What it actually solves
RAG is a good fit when:
- The corpus is too large to fit in a single prompt.
- The corpus changes more often than it would be reasonable to retrain or finetune.
- The answer should be traceable back to specific documents.
- Hallucination cost is high enough that grounding matters more than fluency.
In those situations, RAG is usually the cheapest and most flexible option compared to finetuning. A finetuned model bakes knowledge into weights, which is expensive to refresh and difficult to attribute. RAG keeps the knowledge in documents and lets the model treat it as input.
What it does not solve
RAG is often described as a fix for hallucination. It is not. It reduces the surface area for hallucination by giving the model relevant text to lean on, but a model can still ignore the retrieved context, blend it with prior knowledge, or interpret it incorrectly.
It also does not solve retrieval quality. A naive setup that splits documents into fixed-size chunks and returns the top few matches will work on demos and fail on real corpora.
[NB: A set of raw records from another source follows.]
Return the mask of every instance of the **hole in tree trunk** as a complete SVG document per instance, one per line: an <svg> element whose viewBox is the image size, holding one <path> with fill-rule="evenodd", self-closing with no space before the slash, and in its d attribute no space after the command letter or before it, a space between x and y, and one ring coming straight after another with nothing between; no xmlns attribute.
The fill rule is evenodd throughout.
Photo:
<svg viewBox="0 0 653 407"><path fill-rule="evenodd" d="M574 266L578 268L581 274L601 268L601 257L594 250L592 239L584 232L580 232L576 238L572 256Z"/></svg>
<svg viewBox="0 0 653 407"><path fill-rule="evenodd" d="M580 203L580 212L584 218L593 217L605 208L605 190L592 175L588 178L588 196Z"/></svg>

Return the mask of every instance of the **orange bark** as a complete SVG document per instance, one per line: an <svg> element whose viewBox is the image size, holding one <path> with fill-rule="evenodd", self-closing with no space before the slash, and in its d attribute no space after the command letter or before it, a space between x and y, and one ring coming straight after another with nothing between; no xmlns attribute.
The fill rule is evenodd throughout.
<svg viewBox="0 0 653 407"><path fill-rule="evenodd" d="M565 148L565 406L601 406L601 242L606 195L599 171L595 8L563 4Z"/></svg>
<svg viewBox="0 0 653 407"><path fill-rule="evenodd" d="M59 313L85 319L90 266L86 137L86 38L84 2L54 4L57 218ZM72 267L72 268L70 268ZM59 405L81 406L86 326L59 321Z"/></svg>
Production systems usually add some combination of:
- Smarter chunking that respects document structure.
- Hybrid retrieval that combines vector similarity with keyword search.
- A reranking step that scores candidate chunks against the query.
- Query rewriting or expansion before retrieval.
Each of these adds complexity, latency, and a new place for things to go wrong.
Where RAG fits in a larger system
RAG works at query time. Every question triggers retrieval over the same corpus. For knowledge that is genuinely dynamic — a help center, a documentation site, a frequently updated knowledge base — that is the right shape.
For knowledge that accumulates more slowly and benefits from human judgment, a different pattern may fit better: compiling raw sources into curated, cross-linked notes once, and letting the model read those notes directly. The two are not mutually exclusive. Retrieval can sit in front of curated notes the same way it sits in front of raw documents.
The point is to choose based on how the knowledge is shaped, not on which pattern is most often demoed.